Is a self-driving car intelligent?

The Chinese Room argument goes against the notion that intelligence can be broken down into small mechanical instructions that can be automated.

A self-driving car is an example of an element of intelligence (driving a car) that can be automated. The Chinese Room argument suggests that this, however, isn’t really intelligent thinking: it just looks like it. Going back to the above discussion on “suitcase words”, the AI system in the car doesn’t see or understand its environment, and it doesn’t know how to drive safely, in the way a human being sees, understands, and knows. According to Searle this means that the intelligent behavior of the system is fundamentally different from actually being intelligent.

How much does philosophy matter in practice?

The definition of intelligence, natural or artificial, and consciousness appears to be extremely evasive and leads to apparently never-ending discourse. In intellectual company, this discussion can be quite enjoyable (in the absence of suitable company, books such as The Mind’s I by Hofstadter and Dennett can offer stimulation).
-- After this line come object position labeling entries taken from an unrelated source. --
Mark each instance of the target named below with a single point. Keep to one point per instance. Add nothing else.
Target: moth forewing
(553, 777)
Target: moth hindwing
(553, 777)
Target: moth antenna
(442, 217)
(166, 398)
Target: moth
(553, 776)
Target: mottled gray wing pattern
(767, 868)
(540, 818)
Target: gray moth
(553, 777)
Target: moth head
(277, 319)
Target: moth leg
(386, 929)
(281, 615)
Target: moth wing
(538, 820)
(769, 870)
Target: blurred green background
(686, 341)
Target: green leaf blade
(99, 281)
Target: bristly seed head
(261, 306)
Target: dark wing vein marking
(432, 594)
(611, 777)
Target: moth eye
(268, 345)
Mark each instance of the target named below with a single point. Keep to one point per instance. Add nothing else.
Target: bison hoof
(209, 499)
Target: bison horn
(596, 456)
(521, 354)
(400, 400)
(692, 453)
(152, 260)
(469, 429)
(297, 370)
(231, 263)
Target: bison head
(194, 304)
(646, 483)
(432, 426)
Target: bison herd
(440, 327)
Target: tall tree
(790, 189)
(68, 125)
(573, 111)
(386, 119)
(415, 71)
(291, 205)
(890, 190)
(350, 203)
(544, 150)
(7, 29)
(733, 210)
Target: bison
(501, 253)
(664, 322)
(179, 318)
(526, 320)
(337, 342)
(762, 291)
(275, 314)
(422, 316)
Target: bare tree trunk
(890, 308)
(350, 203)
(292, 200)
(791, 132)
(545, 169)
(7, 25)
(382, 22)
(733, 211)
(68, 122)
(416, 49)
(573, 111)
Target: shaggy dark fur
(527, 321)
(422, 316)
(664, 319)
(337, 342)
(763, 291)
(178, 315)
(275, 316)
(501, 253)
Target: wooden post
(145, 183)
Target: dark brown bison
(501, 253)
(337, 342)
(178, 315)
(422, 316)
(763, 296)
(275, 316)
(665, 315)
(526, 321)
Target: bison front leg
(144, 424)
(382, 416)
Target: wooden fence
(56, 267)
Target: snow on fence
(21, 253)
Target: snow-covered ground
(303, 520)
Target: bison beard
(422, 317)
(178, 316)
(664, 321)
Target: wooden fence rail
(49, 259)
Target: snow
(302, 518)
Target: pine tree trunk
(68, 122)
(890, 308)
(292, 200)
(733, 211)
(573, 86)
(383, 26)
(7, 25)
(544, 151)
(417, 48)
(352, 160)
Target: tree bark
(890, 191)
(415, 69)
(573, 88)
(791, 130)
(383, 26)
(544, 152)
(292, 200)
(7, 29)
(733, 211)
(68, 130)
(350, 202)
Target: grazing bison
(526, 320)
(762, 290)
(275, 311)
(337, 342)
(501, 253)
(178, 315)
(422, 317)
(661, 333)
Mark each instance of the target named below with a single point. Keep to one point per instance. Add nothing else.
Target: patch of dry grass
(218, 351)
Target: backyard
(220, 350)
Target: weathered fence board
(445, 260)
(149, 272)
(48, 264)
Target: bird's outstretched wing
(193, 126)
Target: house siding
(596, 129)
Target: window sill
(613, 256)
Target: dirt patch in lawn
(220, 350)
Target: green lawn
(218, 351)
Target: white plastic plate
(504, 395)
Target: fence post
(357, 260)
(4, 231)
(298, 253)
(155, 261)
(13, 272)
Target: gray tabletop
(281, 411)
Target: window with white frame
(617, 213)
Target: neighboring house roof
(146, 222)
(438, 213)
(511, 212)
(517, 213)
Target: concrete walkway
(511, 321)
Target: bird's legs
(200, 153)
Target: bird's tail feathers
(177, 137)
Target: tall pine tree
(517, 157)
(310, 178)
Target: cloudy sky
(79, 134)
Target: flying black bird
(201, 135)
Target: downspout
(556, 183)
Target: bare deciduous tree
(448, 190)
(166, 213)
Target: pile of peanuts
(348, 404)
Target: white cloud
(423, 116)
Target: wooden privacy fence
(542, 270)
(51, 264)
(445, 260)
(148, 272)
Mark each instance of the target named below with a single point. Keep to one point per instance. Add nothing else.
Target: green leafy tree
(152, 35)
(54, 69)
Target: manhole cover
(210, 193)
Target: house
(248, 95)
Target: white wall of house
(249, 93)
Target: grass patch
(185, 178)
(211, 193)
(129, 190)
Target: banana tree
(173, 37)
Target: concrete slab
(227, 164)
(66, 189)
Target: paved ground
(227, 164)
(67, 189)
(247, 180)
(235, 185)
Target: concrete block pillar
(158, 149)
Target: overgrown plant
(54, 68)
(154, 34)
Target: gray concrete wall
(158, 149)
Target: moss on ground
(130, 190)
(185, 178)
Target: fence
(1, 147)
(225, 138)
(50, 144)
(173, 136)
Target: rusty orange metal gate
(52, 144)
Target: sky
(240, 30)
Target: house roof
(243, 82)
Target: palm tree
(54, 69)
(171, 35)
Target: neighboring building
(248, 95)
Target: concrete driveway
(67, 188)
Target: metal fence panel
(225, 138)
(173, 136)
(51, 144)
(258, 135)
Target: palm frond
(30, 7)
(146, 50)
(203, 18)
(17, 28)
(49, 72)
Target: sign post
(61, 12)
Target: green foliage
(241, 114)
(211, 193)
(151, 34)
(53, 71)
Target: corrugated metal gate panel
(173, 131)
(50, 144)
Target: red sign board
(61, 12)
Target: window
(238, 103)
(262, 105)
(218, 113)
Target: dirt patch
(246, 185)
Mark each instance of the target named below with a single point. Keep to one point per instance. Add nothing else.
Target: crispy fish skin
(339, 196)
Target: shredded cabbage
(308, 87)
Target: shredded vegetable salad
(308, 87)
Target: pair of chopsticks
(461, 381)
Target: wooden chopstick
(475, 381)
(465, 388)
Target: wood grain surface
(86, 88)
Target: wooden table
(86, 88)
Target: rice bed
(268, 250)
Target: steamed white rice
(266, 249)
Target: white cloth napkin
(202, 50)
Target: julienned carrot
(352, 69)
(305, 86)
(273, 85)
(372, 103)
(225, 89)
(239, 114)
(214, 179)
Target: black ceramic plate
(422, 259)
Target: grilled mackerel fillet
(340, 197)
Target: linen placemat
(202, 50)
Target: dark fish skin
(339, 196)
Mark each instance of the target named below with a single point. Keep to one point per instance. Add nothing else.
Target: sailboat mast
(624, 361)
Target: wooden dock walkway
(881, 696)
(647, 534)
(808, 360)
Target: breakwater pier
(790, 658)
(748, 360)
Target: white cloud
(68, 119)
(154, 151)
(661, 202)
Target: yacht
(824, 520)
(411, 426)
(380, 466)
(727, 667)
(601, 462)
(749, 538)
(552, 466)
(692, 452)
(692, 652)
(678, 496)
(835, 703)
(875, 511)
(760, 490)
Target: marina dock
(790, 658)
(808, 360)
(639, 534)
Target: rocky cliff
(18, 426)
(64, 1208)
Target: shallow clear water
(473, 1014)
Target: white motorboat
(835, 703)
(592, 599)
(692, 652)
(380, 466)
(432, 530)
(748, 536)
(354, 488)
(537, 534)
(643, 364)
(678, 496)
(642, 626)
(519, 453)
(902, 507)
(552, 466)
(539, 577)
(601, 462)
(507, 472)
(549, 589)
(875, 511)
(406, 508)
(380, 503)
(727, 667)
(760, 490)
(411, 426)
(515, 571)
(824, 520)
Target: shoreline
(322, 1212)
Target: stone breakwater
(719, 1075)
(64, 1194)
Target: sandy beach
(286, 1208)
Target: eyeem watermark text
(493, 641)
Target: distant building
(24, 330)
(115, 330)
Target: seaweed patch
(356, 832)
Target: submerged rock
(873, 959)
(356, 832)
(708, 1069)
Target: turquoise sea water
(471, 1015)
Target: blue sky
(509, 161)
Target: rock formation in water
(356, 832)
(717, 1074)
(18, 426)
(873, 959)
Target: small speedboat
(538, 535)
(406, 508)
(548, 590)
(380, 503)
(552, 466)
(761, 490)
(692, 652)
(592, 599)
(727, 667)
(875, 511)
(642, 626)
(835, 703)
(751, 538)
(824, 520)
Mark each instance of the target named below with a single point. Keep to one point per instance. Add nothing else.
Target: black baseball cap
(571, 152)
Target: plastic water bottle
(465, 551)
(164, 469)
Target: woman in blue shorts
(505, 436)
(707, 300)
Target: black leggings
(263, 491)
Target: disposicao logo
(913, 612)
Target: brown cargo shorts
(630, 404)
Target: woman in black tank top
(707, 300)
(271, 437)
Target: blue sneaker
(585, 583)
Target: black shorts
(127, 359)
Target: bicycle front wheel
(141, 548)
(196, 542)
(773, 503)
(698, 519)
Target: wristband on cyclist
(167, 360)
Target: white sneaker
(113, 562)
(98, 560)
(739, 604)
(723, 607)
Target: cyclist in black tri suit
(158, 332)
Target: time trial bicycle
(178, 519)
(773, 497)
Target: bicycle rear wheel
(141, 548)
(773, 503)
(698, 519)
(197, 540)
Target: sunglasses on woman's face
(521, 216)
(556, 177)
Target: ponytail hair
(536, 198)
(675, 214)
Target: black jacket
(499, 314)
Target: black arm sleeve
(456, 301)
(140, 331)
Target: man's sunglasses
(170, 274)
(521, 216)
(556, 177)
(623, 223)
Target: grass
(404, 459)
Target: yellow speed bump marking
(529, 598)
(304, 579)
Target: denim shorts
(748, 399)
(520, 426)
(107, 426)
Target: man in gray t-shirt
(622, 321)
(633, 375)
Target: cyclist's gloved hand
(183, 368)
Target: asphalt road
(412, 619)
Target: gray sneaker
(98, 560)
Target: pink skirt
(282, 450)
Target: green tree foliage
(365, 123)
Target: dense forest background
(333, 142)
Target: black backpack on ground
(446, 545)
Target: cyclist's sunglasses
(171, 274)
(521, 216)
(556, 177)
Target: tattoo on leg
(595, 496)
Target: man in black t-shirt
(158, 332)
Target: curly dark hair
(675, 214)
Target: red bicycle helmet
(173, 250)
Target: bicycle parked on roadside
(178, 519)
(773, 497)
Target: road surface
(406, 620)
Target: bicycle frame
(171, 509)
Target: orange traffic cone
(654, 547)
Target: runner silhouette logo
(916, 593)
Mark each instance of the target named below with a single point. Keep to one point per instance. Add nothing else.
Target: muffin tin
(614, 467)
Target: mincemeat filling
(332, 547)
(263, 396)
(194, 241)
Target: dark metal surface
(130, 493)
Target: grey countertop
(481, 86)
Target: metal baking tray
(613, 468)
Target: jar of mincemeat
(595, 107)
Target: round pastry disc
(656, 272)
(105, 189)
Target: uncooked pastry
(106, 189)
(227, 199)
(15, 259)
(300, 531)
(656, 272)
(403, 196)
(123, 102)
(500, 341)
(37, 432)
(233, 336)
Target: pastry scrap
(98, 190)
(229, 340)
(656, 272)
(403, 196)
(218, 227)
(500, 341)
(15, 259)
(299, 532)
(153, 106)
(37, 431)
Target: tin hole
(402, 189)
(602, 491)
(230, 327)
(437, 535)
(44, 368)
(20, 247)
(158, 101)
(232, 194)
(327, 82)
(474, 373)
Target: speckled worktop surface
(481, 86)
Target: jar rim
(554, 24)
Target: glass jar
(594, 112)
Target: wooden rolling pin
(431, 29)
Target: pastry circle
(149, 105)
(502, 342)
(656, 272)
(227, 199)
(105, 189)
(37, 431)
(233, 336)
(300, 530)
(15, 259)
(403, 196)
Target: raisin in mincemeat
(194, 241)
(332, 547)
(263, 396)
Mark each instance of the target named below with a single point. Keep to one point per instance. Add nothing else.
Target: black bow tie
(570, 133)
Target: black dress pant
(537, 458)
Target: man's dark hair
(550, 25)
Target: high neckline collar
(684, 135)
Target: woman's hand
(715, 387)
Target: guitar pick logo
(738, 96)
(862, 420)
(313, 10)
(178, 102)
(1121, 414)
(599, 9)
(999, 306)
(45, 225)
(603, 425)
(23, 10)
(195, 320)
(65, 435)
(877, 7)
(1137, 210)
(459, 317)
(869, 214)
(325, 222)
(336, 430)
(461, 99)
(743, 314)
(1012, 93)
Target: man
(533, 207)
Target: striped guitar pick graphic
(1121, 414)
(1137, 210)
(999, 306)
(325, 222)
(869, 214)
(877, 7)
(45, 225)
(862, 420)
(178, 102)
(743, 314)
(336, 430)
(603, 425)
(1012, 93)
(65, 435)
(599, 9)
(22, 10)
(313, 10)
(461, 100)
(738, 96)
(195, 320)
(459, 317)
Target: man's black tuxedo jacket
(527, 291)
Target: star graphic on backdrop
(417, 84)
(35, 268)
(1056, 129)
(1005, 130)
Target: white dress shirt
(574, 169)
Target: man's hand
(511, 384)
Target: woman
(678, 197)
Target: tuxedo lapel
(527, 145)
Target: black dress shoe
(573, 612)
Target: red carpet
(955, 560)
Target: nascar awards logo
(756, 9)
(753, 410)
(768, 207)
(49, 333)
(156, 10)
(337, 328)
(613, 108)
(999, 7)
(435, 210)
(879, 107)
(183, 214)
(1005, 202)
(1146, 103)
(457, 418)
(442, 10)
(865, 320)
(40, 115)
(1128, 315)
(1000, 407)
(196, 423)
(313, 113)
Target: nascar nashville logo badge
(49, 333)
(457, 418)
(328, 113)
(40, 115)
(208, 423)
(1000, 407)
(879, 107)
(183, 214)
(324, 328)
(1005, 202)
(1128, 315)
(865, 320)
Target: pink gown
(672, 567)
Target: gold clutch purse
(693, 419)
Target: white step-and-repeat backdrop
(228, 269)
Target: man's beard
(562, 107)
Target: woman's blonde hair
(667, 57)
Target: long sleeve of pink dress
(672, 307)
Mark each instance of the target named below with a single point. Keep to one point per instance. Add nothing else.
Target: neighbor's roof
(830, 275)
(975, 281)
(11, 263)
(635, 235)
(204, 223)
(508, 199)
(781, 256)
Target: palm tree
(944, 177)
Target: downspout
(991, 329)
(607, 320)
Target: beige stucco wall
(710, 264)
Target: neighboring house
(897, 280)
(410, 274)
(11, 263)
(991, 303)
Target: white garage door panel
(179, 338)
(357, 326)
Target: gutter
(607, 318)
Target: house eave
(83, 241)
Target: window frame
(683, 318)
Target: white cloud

However, as John McCarthy pointed out, the philosophy of AI is “unlikely to have any more effect on the practice of AI research than philosophy of science generally has on the practice of science.” Thus, we’ll continue investigating systems that are helpful in solving practical problems without asking too much whether they are intelligent or just behave as if they were.

General vs narrow AI

When reading the news, you might see the terms “general” and “narrow” AI. So what do these mean? Narrow AI refers to AI that handles one task. General AI, or Artificial General Intelligence (AGI) refers to a machine that can handle any intellectual task. All the AI methods we use today fall under narrow AI, with general AI being in the realm of science fiction. In fact, the ideal of AGI has been all but abandoned by the AI researchers because of lack of progress towards it in more than 50 years despite all the effort. In contrast, narrow AI makes progress in leaps and bounds.

Strong vs weak AI

A related dichotomy is “strong” and “weak” AI. This boils down to the above philosophical distinction between being intelligent and acting intelligently, which was emphasized by Searle. Strong AI would amount to a “mind” that is genuinely intelligent and self-conscious. Weak AI is what we actually have, namely systems that exhibit intelligent behaviors despite being “mere“ computers.